Of course, if a market is trending downward, the use of in the money (ITM) calls may be very useful as any drop in stock price, especially for short-term options, will be matched at nearly a 1 to 1 ratio in the option premium.
Finally, an individual investor can decide what time frame to use when selling covered options.
The investor that is highly confident in the performance of his shares or their ability to retain value in a relatively narrow range may select longer-term options. That's especially true if the primary objective is to complement return, and when buy and hold has been your predominant approach to investing.
I started the covered option strategy with longer-term option sales, but came to the conclusion that they were not responsive enough for my temperament to the rapidly changing market landscape to be effectively taken advantage of in the event of price swings.
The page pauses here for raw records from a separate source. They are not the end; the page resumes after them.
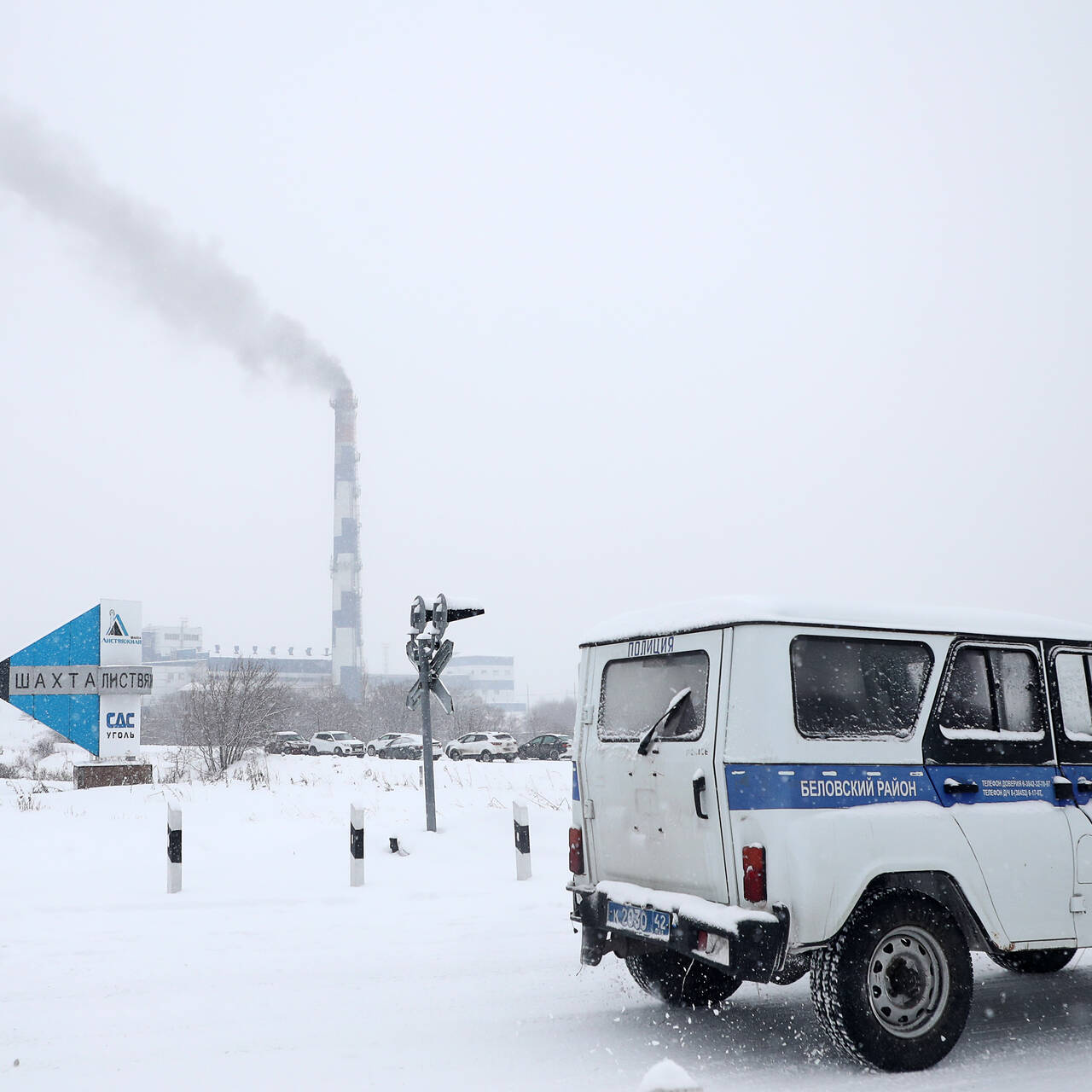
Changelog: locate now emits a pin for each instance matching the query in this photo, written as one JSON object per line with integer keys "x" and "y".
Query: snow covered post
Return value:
{"x": 522, "y": 841}
{"x": 355, "y": 845}
{"x": 174, "y": 849}
{"x": 669, "y": 1077}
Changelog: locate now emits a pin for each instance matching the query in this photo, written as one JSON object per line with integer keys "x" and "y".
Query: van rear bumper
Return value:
{"x": 753, "y": 948}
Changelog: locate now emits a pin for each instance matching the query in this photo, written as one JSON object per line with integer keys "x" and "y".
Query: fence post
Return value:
{"x": 522, "y": 841}
{"x": 174, "y": 849}
{"x": 355, "y": 845}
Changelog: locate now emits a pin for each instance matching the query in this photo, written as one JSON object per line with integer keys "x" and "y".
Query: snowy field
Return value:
{"x": 443, "y": 972}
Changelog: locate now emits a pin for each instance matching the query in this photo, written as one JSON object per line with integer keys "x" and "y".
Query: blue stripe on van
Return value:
{"x": 753, "y": 787}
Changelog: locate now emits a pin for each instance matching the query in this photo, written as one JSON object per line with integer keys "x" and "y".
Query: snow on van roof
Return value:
{"x": 736, "y": 609}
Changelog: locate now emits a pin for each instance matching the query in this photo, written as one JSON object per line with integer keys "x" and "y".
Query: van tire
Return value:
{"x": 852, "y": 983}
{"x": 1036, "y": 960}
{"x": 679, "y": 979}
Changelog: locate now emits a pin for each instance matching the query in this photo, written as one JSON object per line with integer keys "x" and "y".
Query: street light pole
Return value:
{"x": 424, "y": 671}
{"x": 430, "y": 653}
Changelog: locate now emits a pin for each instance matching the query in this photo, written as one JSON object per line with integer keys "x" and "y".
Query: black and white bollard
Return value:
{"x": 522, "y": 841}
{"x": 174, "y": 849}
{"x": 355, "y": 845}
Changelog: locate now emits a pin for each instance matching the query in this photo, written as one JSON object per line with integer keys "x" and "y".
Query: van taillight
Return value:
{"x": 755, "y": 873}
{"x": 576, "y": 851}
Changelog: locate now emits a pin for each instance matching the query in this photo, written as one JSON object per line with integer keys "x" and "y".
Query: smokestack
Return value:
{"x": 346, "y": 566}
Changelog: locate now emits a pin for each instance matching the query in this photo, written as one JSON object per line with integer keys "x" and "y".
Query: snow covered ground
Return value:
{"x": 443, "y": 972}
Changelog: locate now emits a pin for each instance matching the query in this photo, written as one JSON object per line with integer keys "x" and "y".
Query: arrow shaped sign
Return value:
{"x": 441, "y": 691}
{"x": 84, "y": 679}
{"x": 443, "y": 656}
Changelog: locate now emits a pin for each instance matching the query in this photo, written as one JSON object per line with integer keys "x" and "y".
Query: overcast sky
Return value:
{"x": 642, "y": 301}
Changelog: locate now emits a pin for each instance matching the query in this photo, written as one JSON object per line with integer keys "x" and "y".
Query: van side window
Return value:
{"x": 853, "y": 689}
{"x": 636, "y": 693}
{"x": 993, "y": 690}
{"x": 1073, "y": 673}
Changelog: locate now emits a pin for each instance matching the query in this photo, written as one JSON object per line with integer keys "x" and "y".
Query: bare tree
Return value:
{"x": 474, "y": 714}
{"x": 556, "y": 716}
{"x": 385, "y": 710}
{"x": 229, "y": 712}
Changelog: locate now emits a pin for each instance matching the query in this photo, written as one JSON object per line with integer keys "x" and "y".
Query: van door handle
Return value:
{"x": 699, "y": 787}
{"x": 960, "y": 787}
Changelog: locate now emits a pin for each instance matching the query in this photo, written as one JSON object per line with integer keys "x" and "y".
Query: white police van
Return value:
{"x": 760, "y": 791}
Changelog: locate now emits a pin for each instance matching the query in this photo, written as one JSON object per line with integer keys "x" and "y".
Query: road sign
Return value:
{"x": 440, "y": 615}
{"x": 418, "y": 615}
{"x": 443, "y": 656}
{"x": 441, "y": 691}
{"x": 84, "y": 679}
{"x": 429, "y": 653}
Although I much prefer the newer weekly options when available, there are certainly times, especially when volatility is present, that it makes sense to lock into a longer option timeframe in order to secure the higher premium. Although such higher premiums may appear lower on an ROI basis, it is deceiving to extrapolate a weekly option ROI, as you can't always guarantee being able to sell a weekly option and receive a reasonable premium for the risk taken of losing shares to assignment.
Ultimately, as an investor, a decision must be made. Do I want to create revenue streams for personal use, do I want price protection, or do I want to generate additional capital for re-investment? These are certainly not mutually exclusive, but your own needs color how you perceive investing results. I evolved from using income to purchase additional shares to growing assets to the point that income from sales now has replaced employment. Of course, like everything else mentioned above, I may choose to change my objective if the market changes its tone.
Above all, evidence clearly indicates that the most important thing an investor can do is to select positions or take actions that help to outperform in a down market. It is far more difficult to recover from a 20% loss than a 19% loss. You don't have to go to the extremes of being a survivalist in your investing strategies and being left far behind when there are no calamities. Instead, simply know yourself and know your holdings.